Segundo a fiscalização, o trabalhador foi levado ao local sob a promessa de passar por um período de recuperação, mas acabou submetido durante anos a atividades pesadas, mesmo enfrentando graves problemas de saúde e dores intensas.
A operação de resgate ocorreu no dia 22 de julho e identificou uma série de violações trabalhistas e de direitos humanos. De acordo com os auditores-fiscais, o homem foi recrutado poucos dias após passar por um procedimento oftalmológico, quando ainda necessitava de cuidados especiais e do acompanhamento da família.
Conforme apurado, a expectativa do trabalhador era apenas permanecer na propriedade enquanto se recuperava da cirurgia. No entanto, ele passou a exercer funções permanentes como manejo de cabras e ovelhas, construção e manutenção de cercas, vigilância patrimonial e outros serviços rurais que exigiam esforço físico diário.
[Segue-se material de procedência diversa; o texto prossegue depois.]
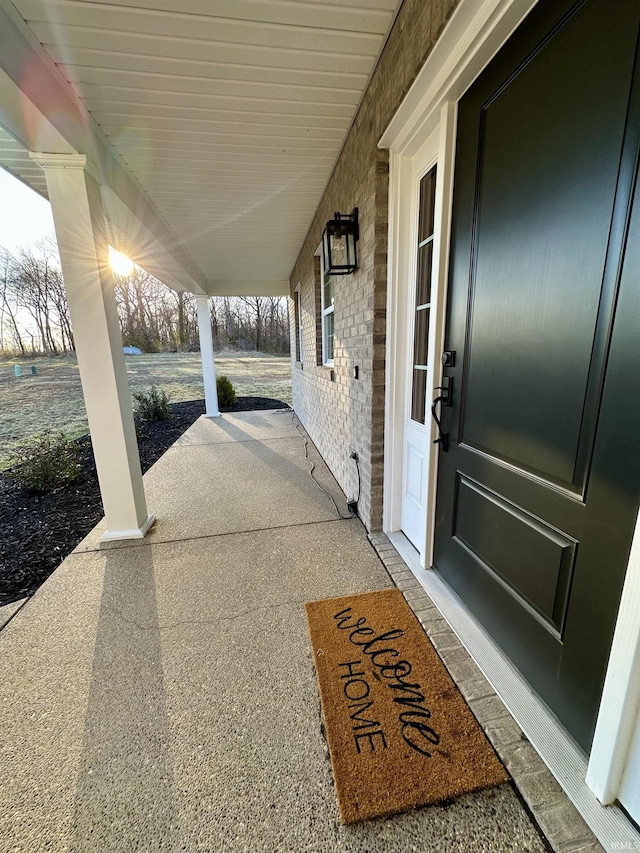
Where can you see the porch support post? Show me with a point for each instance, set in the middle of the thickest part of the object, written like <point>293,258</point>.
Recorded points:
<point>206,353</point>
<point>80,230</point>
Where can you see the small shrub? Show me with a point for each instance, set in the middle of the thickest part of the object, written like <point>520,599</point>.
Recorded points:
<point>44,463</point>
<point>226,391</point>
<point>152,405</point>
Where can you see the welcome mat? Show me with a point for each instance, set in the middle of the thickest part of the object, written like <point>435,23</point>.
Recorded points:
<point>399,732</point>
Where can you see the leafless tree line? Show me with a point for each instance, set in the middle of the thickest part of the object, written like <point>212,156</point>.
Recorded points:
<point>34,316</point>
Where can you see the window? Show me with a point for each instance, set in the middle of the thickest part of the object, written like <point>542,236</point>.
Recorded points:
<point>327,317</point>
<point>297,304</point>
<point>423,296</point>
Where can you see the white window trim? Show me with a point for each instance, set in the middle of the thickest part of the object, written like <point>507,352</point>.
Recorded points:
<point>325,312</point>
<point>297,296</point>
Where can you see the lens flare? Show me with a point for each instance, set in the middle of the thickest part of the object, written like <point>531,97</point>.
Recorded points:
<point>120,263</point>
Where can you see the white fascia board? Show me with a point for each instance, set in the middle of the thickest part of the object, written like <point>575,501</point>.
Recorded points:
<point>224,287</point>
<point>476,31</point>
<point>40,109</point>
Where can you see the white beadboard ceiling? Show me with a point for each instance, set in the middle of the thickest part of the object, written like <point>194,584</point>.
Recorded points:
<point>228,113</point>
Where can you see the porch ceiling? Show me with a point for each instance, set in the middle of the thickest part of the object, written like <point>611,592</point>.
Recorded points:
<point>229,114</point>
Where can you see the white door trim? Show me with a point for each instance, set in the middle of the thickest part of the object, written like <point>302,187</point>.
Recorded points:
<point>472,37</point>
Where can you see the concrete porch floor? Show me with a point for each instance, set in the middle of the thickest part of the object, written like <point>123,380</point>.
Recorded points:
<point>161,696</point>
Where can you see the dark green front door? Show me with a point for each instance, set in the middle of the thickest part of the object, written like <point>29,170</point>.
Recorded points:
<point>538,493</point>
Mesmo com problemas de visão, catarata nos dois olhos e histórico de hipertensão, o idoso continuou trabalhando. Segundo relato prestado à fiscalização, as dores nos olhos eram tão intensas que, em momentos de crise, ele chegou a desejar arrancar o próprio olho para acabar com o sofrimento.
Durante o período em que permaneceu na propriedade, o trabalhador perdeu completamente a visão de um dos olhos. Ainda assim, continuou desempenhando as atividades normalmente e custeando do próprio bolso consultas, exames, medicamentos e tratamentos médicos.
A situação chamou ainda mais atenção dos fiscais porque o homem teria sido aliciado justamente em um dos momentos de maior vulnerabilidade física, quando ainda estava em convalescença após a cirurgia. Testemunhas ouvidas durante a operação confirmaram que ele foi para a propriedade acreditando que passaria apenas por um período de recuperação.

Além dos problemas de saúde, a Auditoria-Fiscal do Trabalho constatou que o trabalhador vivia em condições degradantes. O local destinado ao descanso era um pequeno cômodo improvisado, com colchão em péssimo estado de conservação, ausência de lençóis e travesseiro, além de alimentos armazenados junto a inseticidas. Também foram identificadas instalações elétricas precárias, presença de ratos, grande quantidade de muriçocas e condições inadequadas de higiene e saneamento.
Segundo a fiscalização, a remuneração prometida era de R$ 500 por mês. No entanto, despesas com alimentação, internet, gás e alojamento eram descontadas do valor, restando cerca de R$ 30 mensais ao trabalhador. Os descontos, conforme os auditores, nunca foram comprovados pelo empregador.
A Auditoria-Fiscal do Trabalho estimou em aproximadamente R$ 80 mil o valor devido ao trabalhador por direitos trabalhistas não pagos ao longo do período de serviço, incluindo salários, férias e décimos terceiros.
Após o resgate, o homem foi retirado da propriedade e passou a receber acompanhamento da rede de assistência social por meio do Centro de Referência Especializado de Assistência Social (CREAS). Ele também foi reintegrado ao convívio familiar e terá acesso ao seguro-desemprego especial destinado a vítimas de trabalho escravo contemporâneo.

Além disso, foi encaminhado para acompanhamento médico especializado na rede pública de saúde, com foco na continuidade do tratamento oftalmológico e na avaliação dos danos causados pela perda da visão durante o período em que esteve submetido à exploração.
A operação contou com a participação da Auditoria-Fiscal do Trabalho, Ministério Público do Trabalho, Ministério Público Federal e Polícia Federal. O caso segue sob investigação e acompanhamento dos órgãos responsáveis.